Train operators and union leaders criticise draft UK strike laws

National level talks between the Rail Delivery Group and the RMT appear to be on the brink of failure, as another train strike looms next Thursday.

Plans for minimum service levels during rail strikes could worsen industrial relations and outcomes for passengers, train operators have told MPs, while unions said the proposed laws were a “recipe for disaster”.

Legislation that would force some staff to work during strikes is going through parliament, sponsored by the business secretary, Grant Shapps.

Questioned by the transport select committee, Mick Lynch, the general secretary of the RMT union, said the proposals in the strikes (minimum service levels) bill were “not going to work”. He said the draft legislation, now in the House of Lords, would leave employers in an “invidious position” of having to sack workers who refused to break a strike.

“It will be unsafe,” Lynch said. “Conscripting people to go past their own picket lines and operate complex signalling systems or drive a train is a recipe for disaster.”

The measures contained in the bill would give ministers powers to decide minimum service levels during strikes in parts of the public sector, including schools, health and emergency services as well as rail.

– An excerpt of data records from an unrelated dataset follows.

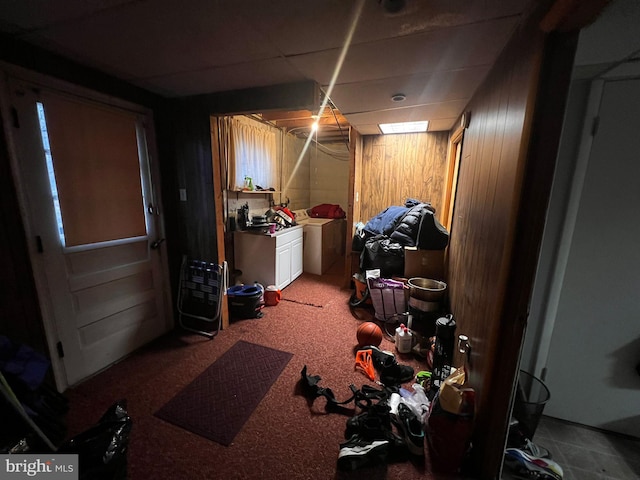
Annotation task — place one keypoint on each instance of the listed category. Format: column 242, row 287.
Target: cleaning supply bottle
column 404, row 339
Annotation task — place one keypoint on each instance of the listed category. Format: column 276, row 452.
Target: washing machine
column 322, row 243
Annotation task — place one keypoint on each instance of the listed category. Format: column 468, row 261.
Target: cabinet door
column 283, row 265
column 297, row 256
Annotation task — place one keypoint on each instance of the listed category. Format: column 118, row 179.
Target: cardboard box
column 423, row 263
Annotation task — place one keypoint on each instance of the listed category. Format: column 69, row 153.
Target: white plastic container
column 404, row 339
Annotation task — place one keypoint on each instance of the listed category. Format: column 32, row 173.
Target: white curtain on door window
column 252, row 153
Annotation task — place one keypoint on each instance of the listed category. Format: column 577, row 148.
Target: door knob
column 155, row 245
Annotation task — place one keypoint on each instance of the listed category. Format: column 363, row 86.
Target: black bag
column 381, row 252
column 102, row 449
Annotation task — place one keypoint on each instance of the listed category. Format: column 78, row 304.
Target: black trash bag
column 385, row 254
column 102, row 449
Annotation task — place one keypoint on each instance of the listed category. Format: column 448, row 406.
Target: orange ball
column 369, row 333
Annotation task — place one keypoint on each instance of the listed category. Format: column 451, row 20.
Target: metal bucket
column 426, row 289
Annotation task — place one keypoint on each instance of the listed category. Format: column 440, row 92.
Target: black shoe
column 358, row 452
column 396, row 375
column 411, row 428
column 381, row 358
column 374, row 424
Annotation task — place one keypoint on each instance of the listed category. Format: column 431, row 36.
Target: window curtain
column 252, row 152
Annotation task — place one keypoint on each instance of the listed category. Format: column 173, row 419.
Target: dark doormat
column 220, row 400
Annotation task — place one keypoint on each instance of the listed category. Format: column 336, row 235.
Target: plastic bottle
column 404, row 339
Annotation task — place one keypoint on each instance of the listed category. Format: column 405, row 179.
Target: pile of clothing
column 383, row 238
column 389, row 425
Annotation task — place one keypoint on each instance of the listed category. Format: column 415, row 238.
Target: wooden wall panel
column 505, row 175
column 485, row 212
column 397, row 167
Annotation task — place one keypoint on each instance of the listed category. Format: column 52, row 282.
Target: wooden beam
column 571, row 15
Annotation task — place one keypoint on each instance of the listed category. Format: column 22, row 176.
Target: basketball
column 369, row 333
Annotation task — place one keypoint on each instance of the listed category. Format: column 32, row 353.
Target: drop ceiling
column 435, row 52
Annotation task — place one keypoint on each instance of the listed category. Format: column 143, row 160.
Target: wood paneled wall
column 498, row 219
column 295, row 173
column 401, row 166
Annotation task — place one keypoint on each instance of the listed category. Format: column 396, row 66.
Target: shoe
column 375, row 423
column 528, row 467
column 358, row 452
column 535, row 450
column 396, row 374
column 381, row 358
column 411, row 428
column 364, row 363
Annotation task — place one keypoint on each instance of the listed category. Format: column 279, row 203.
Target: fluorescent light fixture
column 404, row 127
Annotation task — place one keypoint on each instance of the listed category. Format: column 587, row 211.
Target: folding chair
column 200, row 292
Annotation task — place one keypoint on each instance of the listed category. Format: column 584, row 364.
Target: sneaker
column 381, row 358
column 411, row 428
column 528, row 467
column 358, row 452
column 535, row 450
column 396, row 374
column 375, row 423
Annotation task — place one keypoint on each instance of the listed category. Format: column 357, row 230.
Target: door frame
column 8, row 71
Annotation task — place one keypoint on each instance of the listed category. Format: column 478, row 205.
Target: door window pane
column 94, row 152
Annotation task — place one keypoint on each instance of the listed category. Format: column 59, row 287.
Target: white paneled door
column 93, row 224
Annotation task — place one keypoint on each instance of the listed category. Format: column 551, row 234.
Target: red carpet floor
column 284, row 438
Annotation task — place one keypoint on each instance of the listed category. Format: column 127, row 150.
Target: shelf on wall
column 254, row 192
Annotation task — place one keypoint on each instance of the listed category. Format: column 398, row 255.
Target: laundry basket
column 202, row 285
column 531, row 397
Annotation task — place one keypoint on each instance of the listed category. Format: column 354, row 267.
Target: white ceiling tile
column 148, row 40
column 301, row 27
column 33, row 14
column 445, row 49
column 418, row 89
column 246, row 75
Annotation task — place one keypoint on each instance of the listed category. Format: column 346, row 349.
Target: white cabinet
column 274, row 259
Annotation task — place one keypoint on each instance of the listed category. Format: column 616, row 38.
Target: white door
column 93, row 225
column 595, row 346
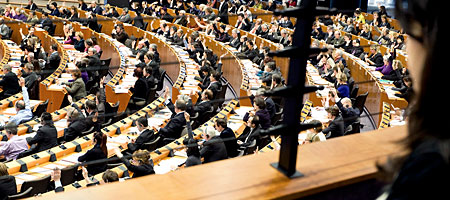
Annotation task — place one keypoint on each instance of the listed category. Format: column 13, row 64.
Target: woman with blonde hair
column 7, row 182
column 140, row 165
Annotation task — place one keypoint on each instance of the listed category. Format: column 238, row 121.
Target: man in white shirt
column 15, row 144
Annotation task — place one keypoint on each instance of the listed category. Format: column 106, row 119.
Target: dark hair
column 260, row 103
column 142, row 121
column 11, row 128
column 138, row 72
column 333, row 110
column 181, row 104
column 101, row 140
column 192, row 148
column 110, row 176
column 209, row 94
column 91, row 104
column 54, row 47
column 47, row 118
column 222, row 122
column 255, row 120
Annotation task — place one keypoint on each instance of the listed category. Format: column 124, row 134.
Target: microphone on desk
column 290, row 91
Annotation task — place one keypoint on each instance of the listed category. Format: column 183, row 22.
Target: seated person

Rail bosses and union leaders told MPs that in many places a significant proportion of staff across different parts of the railway would be required to work, even to operate a small number of trains.

Managers at the train operators said it was unclear what service they would be expected to run, whether priority routes or a proportion of the timetable.

Jamie Burles, the managing director of Greater Anglia, said the plans could exacerbate issues affecting industrial relations today, with unions still in dispute after almost a year of strikes.

He said it would be “incredibly important that there was absolute clarity over the policy and legislation and the requirement on employers and employees … [or] one of the unintended consequences would be further conflict or stress on the relationship”.

Tom Joyner, the managing director of Cross Country Trains, said he did not know of anyone in rail who had asked the government to bring forward legislation on minimum levels of service.

Lynch said any minimum service laws that Shapps referred to in Europe were “honoured in the breach”, and had led to more wildcat strikes and “novel forms” of action, such as walkouts and occupations.

Mick Whelan, the general secretary of the train drivers’ union, Aslef, said the government was looking to introduce “something fundamentally different” that did not exist in other democracies, “affecting the right to strike”.

He said it would breach human rights but would also be a safety issue: “Forcing people to go to work when their colleagues aren’t at work will bring pressure on them that will make it inherently unsafe.”

Lynch said that no one yet knew how it could work, and “the people in charge” seemed to have the “least idea”, adding: “It will poison industrial relations. If they sack signallers, we’ll be in absolute crisis, it will be a permanent disruption.

“We’ll have a P&O situation where everyone’s getting sacked, because they won’t break their own strikes … We will have a strategy of non-compliance, because it’s an unjust law.”